Ignacio Provencio Net Worth
He net worth has been growing significantly in 2018-19. So, how much is Ignacio Provencio worth at the age of 55 years old? Ignacio Provencio’s income source is mostly from being a successful . He is from Germany. We have estimated Ignacio Provencio’s net worth, money, salary, income, and assets.
|Net Worth in 2020||$1 Million – $5 Million|
|Salary in 2019||Under Review|
|Net Worth in 2019||Pending|
|Salary in 2019||Under Review|
|Source of Income|
Ignacio Provencio Social Network
|Wikipedia||Ignacio Provencio Wikipedia|
Timeline of Ignacio Provencio
In 2008, the Provencio lab was able to specifically destroy melanopsin cells in the fully developed mouse retina using an immunotoxin made of an anti-melanopsin antibody conjugated to the protein saporin. This resulted in lowered responsiveness to light/dark cycles; a similar characteristic was observed in gene-knockout mutants lacking rods, cones or melanopsin. Furthermore, light-induced negative masking, mediated by rods, cones and/or melanopsin cells, was missing in the mice lacking melanopsin cells. Therefore, Provencio suggested that cells containing melanopsin might be required to transmit rod and/or cone information for certain non-image forming visual responses.
In a 2006 study, Provencio explored the role of the protein RPE65 for photoentrainment. RPE65 is an important protein found in intrinsically photosensitive retinal ganglion cells (ipRGCs) that is necessary for regeneration of visual chromophore in rods and cones. RPE65 knockout mice (Rpe65(-/-)) showed much weaker phase shifts when compared to rodless, coneless mice, which suggested that RPE65 might have other roles.
In 1998, Provencio discovered melanopsin as a novel opsin in the photosensitive skin melanophores of the African clawed frog. In 2000, he showed that melanopsin is also present in mouse, rhesus macaques, and humans, where it is only present in the eye. The unique inner retinal localization of melanopsin indicated that melanopsin was not involved in image formation. Later, he demonstrated that the melanopsin pigment might be involved in entrainment of a circadian oscillator to light cycles in mammals.
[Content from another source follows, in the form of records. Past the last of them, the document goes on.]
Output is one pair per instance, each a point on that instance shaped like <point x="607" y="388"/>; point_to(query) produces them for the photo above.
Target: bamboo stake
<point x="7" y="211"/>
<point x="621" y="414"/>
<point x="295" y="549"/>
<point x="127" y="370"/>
Provencio was born in Bitburg, Germany and attended Lebanon Catholic High School in Lebanon, PA. During his undergraduate career at Swarthmore College, Provencio became interested in neuroscience while studying crayfish, cockroaches, and fireflies under Jon Copeland. From 1987 to 1989 he worked as a lab technician in Steve Reppert’s research laboratory at Massachusetts General Hospital, where he was introduced to the field of circadian biology. He graduated in 1987 from Swarthmore College with a B.A. in Biology and went on to earn his Ph.D. from the University of Virginia, a university with a strong network of circadian biologists, in 1996. During his postdoctoral training at Uniformed Services University, Provencio held assistant and associate professorships at Uniformed Services University, Department of Anatomy, Physiology, and Genetics where he still maintains an adjunct associate professorship. He is now a full Professor at the University of Virginia.
Ignacio Provencio (born 29 June 1965) is an American neuroscientist and the discoverer of melanopsin, a photopigment found in specialized photosensitive ganglion cells of the mammalian retina. Provencio served as the program committee chair of the Society for Research on Biological Rhythms from 2008 to 2010.